Become an Olive Oil Expert at the International Olive Oil School
Bitter is Better
If you pluck a perfect olive off a tree, it will be too bitter to eat, but the less that comes between your cupboard and that perfect olive, the better. Just as in chocolate, coffee and beer, those who want to enjoy all of the health benefits and flavors of the best olive oils should start to love bitterness. In fact, the opposite of bitterness is the taste of rancidity, which studies have shown most people actually prefer, thanks to years of knowing little more.
How to Buy Olive Oil
There are producers of outstanding olive oil in every country olives are grown, and it’s fun finding characteristics unique to the various regions oils are made. Look for olive oils that indicate a “harvest date” within the last year. Tasting before you buy and finding a merchant you trust will enhance your chance of getting your money’s worth.
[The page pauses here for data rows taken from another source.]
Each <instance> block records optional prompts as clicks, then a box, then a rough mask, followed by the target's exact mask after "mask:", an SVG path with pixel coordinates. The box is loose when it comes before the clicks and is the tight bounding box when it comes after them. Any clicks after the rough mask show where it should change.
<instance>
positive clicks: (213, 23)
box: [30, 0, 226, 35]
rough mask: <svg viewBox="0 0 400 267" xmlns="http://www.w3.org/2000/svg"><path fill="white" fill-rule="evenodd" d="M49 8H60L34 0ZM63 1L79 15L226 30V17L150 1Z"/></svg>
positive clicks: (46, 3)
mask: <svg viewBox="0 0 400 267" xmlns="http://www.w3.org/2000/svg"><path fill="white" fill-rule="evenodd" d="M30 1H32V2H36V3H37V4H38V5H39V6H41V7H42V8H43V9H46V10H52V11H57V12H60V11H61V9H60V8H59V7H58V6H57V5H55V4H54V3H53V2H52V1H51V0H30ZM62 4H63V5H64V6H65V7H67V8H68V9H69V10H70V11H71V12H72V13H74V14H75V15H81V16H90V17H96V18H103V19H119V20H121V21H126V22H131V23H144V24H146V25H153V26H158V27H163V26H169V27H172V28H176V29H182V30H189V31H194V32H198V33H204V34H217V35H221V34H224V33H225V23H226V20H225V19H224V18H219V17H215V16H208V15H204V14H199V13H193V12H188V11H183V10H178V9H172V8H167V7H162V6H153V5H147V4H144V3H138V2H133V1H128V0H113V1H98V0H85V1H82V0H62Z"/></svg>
Why Does Good Olive Oil Cost More?
There are two 500ML bottles on the store shelf: one is priced $ 12.99, and the other is $ 29.99. How can that be? Like wine, there are a lot of factors that go into the price of a bottle of olive oil. Often it is tied to the production cost: one is from a highly automated, large-scale and efficient producer, while the other might be harvested by hand from trees scattered among steep hills, for example. Prices multiply by the intervention of middlemen along the supply route. That beautiful packaging adds cost, and if you’re buying olive oil at a souvenir shop in a tourist town, you’re not just buying olive oil (you’re paying someone’s rent). There are good olive oil buys for $12.99, just like your favorite everyday wine, but go ahead and splurge once in a while. You only live once.
Cooking with Olive Oil
Olive oil makes an excellent choice for nearly every kind of cooking. Just remember that if you choose to heat an extra virgin olive oil, you will lose its flavors. That’s why some chefs choose lower grades for cooking, because some (but not all) of the value that you pay more for in an extra virgin olive oil “evaporates” once it has been heated. Still, olive oil is versatile and far healthier than other cooking oil choices for baking, frying and just about everything in your kitchen.
More on Cooking with Olive Oil
Storing and Freezing Olive Oil
You can keep unopened olive oil in a cool, dark place for up to two years. Once you open the container, the oil begins to degrade much faster. A good rule of thumb is to use it within a few months after opening. Keep the bottle tightly capped and away from heat and direct light. The best strategy is to use olive oil often, and go through it quickly.